Aug 05, 2015 Uncategorized Comments Off on New yuan channels to widen funding sources (China Daily)
Cross-border loan services to help lower finance costs for more domestic, overseas companies
Officials said the launch last week of another trial cross-border yuan loan service agreement, signed between Fujian province and Taiwan, will go a long way to widen funding sources and lower finance costs for both domestic and overseas companies in the region.
The government is offering the service to firms operating in a newly established free trade zone in the province, allowing companies and projects registered in Xiamen to borrow yuan from institutions in Taiwan.
Companies registered in the Nansha and Hengqin new areas of Guangdong free trade zone are already allowed to borrow yuan from banks in Hong Kong and Macao.
Twelve Xiamen companies immediately signed cooperative intent agreements on cross-border yuan loans worth a total of 1.17 billion yuan ($189 million) with banks from Taiwan and Xiamen, at lending rates of around 4 percent, nearly 20 percent lower than average financing costs.
Li Weiping, manager of the People’s Bank of China’s Xiamen central sub-branch, said: “The service will expand financing channels overseas and reduce costs.
It will not only give strong support to the real economy in Xiamen but also encourage the flow of yuan from Taiwan to the Chinese mainland and the development of the offshore yuan market in Taiwan.”
Li also said the new investment channel would bring banks in Xiamen closer to their Taiwan counterparts, increase the intermediary business income of local banks, and accelerate the opening up of the province’s financial services sector, which is likely to play a key role in funding projects within the country’s Belt and Road Initiative.
The Silk Road Economic Belt and the 21st Century Maritime Silk Road initiatives were proposed by President Xi Jinping in 2013 to improve the infrastructure connectivity along the ancient trading routes.

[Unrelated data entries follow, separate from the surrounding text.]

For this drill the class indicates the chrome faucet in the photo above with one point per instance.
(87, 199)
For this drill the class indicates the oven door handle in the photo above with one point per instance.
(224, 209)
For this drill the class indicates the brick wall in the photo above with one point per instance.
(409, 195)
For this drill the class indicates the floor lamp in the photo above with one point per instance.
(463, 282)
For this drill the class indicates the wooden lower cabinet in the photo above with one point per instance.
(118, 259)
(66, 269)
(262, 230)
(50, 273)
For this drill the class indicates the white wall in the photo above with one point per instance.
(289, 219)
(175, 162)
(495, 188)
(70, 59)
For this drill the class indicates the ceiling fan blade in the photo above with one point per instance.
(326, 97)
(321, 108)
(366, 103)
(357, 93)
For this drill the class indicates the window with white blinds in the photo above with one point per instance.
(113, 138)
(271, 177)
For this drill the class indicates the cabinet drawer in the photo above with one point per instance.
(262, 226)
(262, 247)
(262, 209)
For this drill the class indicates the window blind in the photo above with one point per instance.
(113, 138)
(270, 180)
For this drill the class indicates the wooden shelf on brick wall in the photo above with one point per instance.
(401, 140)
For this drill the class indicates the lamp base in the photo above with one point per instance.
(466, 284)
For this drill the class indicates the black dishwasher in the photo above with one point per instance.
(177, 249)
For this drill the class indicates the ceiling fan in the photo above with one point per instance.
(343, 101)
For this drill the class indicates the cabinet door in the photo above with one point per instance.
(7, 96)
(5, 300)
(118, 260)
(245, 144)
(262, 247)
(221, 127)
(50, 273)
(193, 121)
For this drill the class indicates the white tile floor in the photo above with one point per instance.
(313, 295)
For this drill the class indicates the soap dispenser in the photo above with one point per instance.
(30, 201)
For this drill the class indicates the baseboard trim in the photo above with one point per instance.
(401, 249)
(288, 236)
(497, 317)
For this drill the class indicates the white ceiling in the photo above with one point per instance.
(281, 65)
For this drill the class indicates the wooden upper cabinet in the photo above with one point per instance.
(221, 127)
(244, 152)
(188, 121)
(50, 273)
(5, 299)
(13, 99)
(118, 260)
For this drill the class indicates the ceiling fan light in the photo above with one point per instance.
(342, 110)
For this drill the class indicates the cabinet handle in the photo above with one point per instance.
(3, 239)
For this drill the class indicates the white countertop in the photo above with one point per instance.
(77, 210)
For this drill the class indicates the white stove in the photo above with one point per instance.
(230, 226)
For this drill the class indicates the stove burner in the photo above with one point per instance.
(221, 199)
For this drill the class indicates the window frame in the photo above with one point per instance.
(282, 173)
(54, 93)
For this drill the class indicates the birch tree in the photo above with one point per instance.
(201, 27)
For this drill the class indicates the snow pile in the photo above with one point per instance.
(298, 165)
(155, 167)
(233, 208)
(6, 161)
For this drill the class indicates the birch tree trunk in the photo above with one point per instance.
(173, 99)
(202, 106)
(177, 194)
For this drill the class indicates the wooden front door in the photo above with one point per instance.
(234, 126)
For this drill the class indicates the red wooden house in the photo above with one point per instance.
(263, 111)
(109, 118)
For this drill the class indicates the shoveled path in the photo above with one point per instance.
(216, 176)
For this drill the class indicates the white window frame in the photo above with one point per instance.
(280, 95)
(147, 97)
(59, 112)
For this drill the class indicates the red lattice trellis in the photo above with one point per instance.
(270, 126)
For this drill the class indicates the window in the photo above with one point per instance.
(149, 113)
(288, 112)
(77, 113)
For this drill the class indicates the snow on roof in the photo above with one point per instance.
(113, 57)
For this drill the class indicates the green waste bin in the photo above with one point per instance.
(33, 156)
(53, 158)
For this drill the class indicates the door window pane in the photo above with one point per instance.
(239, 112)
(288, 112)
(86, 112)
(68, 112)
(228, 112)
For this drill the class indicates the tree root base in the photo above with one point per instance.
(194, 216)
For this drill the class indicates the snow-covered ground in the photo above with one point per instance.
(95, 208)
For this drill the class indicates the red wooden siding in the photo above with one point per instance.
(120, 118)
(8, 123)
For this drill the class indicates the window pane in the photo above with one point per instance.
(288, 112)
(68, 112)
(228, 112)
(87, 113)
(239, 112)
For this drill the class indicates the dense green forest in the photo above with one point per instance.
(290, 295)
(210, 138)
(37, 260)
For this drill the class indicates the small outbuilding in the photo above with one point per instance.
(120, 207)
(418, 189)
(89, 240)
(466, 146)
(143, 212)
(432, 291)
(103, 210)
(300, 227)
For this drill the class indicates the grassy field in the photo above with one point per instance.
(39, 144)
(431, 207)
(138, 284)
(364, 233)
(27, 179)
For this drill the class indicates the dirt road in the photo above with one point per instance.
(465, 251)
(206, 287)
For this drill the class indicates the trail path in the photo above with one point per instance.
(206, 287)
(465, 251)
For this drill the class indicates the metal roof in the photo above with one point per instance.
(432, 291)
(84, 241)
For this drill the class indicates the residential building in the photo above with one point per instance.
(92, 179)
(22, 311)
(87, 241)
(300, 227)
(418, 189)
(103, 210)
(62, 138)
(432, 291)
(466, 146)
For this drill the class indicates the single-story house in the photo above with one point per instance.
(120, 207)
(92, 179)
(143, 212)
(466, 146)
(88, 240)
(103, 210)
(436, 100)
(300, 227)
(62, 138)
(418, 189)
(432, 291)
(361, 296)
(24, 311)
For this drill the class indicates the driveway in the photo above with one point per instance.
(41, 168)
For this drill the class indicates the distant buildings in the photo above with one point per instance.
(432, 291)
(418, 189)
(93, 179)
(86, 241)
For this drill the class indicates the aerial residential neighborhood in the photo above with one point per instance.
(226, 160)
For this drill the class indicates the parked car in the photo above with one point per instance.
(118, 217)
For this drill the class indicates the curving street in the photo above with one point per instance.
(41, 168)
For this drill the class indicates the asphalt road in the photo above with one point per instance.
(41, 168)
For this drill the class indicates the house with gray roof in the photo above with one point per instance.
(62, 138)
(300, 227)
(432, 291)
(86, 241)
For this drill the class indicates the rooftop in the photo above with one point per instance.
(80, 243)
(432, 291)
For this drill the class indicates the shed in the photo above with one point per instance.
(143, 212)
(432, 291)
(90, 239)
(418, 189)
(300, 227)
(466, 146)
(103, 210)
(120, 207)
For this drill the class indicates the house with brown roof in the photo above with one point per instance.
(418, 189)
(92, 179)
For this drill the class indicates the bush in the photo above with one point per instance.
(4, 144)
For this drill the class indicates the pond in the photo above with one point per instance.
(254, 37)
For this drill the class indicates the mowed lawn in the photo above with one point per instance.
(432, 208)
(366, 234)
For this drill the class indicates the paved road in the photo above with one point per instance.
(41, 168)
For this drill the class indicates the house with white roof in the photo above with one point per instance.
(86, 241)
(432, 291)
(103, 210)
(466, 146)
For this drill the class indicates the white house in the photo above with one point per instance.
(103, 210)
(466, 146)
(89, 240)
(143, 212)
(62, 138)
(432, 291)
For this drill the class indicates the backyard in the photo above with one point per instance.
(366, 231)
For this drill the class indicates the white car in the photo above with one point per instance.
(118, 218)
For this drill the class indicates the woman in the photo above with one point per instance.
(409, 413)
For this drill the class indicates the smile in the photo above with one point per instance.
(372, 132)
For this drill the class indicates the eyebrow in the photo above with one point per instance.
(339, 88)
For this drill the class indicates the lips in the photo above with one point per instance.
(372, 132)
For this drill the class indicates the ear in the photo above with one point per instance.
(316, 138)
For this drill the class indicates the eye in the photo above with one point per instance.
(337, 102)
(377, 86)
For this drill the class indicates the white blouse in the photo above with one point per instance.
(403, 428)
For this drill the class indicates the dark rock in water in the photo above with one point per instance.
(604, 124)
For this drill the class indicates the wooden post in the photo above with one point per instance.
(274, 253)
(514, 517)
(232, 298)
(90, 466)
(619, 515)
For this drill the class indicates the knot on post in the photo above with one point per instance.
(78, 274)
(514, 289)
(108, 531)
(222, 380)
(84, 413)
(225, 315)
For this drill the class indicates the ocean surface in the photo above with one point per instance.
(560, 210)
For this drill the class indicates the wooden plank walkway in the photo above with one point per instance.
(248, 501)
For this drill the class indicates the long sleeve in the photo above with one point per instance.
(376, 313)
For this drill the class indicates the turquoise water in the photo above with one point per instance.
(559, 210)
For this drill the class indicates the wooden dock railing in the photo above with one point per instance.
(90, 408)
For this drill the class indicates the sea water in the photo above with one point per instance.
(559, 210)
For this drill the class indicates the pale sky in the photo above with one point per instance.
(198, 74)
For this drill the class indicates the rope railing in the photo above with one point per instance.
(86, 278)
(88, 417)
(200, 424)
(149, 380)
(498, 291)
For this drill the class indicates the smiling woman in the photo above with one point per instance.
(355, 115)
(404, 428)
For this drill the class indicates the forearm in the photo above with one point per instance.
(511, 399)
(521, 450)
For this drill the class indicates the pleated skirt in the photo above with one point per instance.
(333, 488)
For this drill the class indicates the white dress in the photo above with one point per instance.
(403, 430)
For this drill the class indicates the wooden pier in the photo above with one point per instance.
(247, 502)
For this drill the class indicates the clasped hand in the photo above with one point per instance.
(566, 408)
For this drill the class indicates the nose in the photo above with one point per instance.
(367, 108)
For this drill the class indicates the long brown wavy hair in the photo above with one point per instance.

As a major city on the eastern coast, Xiamen is expected to serve as a main hub for the maritime route.
Earlier in July, the government also launched a trial program for cross-border loan services for mainland companies in the Nansha and Hengqin new areas of Guangdong province, to allow them access to yuan financing from Hong Kong and Macao.
The areas host companies from a vast range of industries, which have a huge demand for capital.
Those in Hengqin alone are believed to be seeking more than 400 billion yuan in funding, which cannot be satisfied by domestic bank loans alone.
Zong Liang, deputy director of the Bank of China Ltd’s Institute of International Finance, said the new cross-border arrangements will allow mainland companies to cut their financing costs by around 2 percentage points on average, by borrowing from banks in Hong Kong, Macao and Taiwan.
“Such cross-border yuan services will encourage wider use of the yuan as an investment vehicle and for financing, and will become a crucial part of the internationalization of the yuan,” he said.
Bank of China’s Guangdong branch, Macao branch, and Bank of China (Hong Kong) Ltd, immediately extended medium-to long-term loans worth 500 million yuan to Guangzhou Port Co Ltd, for instance, when the arrangement was launched on July 13.
Li Wenfang in Guangzhou contributed to this story.